Donald Trump moet inbinden als het gaat om de kwestie Taiwan
In deze rubriek reflecteren buitenlandredacteuren van het RD wekelijks op actuele gebeurtenissen in het nieuws. Vandaag: China en Taiwan zijn specialisten op de evenwichtsbalk. Nu Trump nog.
Het zou een leuke quizvraag zijn: in welke landen wordt het woordje ”zogenaamd” het vaakst gebruikt? Het antwoord is: in China en Taiwan. Pardon, in de zogenáámde Volksrepubliek China en in die andere zogenaamde Republiek China (ROC).
Omdat de twee landen het niet eens zijn over wie nu het echte China belichaamt –Taiwan beweert dat en Peking doet dat evenzo– zijn de twee in de formule ”ongedeeld China” het eens dat ze het oneens zijn. Een modus vivendi dus tussen twee gezworen vijanden, waardoor ze toch in elkaars buurt kunnen verkeren, economische relaties aangaan, toeristen uitwisselen en vooral: de vele honderden opgestelde raketten aan weerszijden zwijgzaam houden.

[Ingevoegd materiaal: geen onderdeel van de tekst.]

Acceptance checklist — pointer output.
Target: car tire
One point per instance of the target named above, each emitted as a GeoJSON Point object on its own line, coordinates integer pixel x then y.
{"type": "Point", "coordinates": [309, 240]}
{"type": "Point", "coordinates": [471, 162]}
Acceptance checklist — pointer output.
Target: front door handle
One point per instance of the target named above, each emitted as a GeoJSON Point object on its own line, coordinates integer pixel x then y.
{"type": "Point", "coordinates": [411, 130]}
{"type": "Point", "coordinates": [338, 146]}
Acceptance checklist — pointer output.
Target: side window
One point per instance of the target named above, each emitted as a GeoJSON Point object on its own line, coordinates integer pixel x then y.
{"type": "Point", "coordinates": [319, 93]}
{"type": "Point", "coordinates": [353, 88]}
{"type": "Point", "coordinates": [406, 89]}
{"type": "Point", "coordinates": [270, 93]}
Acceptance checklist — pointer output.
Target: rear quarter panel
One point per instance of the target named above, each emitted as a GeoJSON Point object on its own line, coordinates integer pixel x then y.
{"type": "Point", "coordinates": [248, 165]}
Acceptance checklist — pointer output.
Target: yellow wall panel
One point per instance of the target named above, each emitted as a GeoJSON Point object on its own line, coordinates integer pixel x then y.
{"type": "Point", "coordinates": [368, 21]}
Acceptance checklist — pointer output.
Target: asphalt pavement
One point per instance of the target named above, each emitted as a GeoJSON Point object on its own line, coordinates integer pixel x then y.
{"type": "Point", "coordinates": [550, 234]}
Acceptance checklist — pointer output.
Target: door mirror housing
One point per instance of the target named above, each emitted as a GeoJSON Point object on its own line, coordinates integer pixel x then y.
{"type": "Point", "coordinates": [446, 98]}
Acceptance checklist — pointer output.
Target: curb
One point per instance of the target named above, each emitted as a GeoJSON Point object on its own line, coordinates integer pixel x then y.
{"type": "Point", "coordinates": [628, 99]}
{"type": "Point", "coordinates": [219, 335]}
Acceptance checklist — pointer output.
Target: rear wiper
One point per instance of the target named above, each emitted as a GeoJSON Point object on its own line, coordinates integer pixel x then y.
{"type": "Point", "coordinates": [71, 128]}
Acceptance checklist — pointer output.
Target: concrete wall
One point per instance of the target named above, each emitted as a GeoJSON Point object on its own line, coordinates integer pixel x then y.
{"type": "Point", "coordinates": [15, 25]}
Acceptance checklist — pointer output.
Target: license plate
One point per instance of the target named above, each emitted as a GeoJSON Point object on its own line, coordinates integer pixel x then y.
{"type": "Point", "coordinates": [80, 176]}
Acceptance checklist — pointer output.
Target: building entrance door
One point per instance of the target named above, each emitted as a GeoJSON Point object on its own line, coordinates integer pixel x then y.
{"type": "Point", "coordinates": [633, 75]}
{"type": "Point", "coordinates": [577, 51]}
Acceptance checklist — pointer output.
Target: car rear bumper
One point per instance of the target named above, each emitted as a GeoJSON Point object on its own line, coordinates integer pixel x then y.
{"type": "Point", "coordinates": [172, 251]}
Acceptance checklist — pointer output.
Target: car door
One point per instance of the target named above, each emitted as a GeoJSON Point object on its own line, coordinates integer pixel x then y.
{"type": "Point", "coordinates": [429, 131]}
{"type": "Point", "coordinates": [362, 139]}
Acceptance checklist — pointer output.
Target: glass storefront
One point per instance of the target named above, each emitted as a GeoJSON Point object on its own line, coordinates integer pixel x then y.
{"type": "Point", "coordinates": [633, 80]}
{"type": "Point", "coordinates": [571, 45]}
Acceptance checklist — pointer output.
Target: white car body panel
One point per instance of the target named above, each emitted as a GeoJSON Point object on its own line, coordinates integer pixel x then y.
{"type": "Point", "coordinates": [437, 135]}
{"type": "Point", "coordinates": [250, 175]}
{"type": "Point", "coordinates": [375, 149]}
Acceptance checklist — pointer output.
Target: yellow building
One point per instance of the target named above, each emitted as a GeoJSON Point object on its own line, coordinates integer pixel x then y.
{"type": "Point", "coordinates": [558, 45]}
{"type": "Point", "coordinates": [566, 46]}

Maar het eilandstaatje Taiwan is toch geen partij voor het reusachtige China? Dat klopt en daarom is er al sinds jaar en dag een militair bondgenootschap met de Verenigde Staten dat die dwerg aan de oostkust van China de proporties van een wereldmacht geeft, omdat Amerika instaat voor die zogenaamde onafhankelijkheid (lees: het niet gewelddadig opgeslokt worden door de grote Chinese buurman).
Woordgebruik dat riekt naar pogingen om dit tamelijk absurde, maar o zo werkbare evenwicht te verstoren, is taboe. Aan weerszijden van de Straat van Taiwan, maar ook in landen die graag zaken blijven doen met zowel China als Taiwan. James Palmer schreef er begin deze week over in Foreign Policy. In de tijd dat hij in Peking werkte voor de Engelstalige staatsmedia was het op eieren lopen qua woordgebruik zodra Taiwan aan de orde was. „Vasteland China” was verboden, want dat moest „het Chinese vasteland” zijn. Verder ging het om het Taiwanese vraagstuk” (”question”) in plaats van de ”Taiwanese zaak” (”issue”). Dat Taiwan een „president” had was natuurlijk helemaal onbestaanbaar. Ze hadden daar een „leider.”
Nogmaals, een uitermate bizarre vertoning, maar wel bloedserieus. Of, om het met de titel van Palmers artikel te zeggen: „China really is not joking about Taiwan” (het is China grote ernst als het over Taiwan gaat). Het is om die reden ook niet in Taiwans belang om deze door en door getrainde oefening op de diplomatieke evenwichtsbalk te verstoren.
Daar denken ze momenteel in Amerika anders over. Daar loopt Donald Trump zich warm om president te worden en hij had het onlangs over de „president van Taiwan”; belde zelfs met haar (Tsai Ing Wen is een vrouw).
Ondernemer Shaun Rein sprak op CNN over „Donald Trumps briljante zet rond Taiwan” die Azië veiliger zal maken. Met de inzet van de kwestie Taiwan kan de nieuwe president tal van problemen met China oplossen, meent hij. Peking zal de zaak heus niet militair laten escaleren. Rein vergist zich.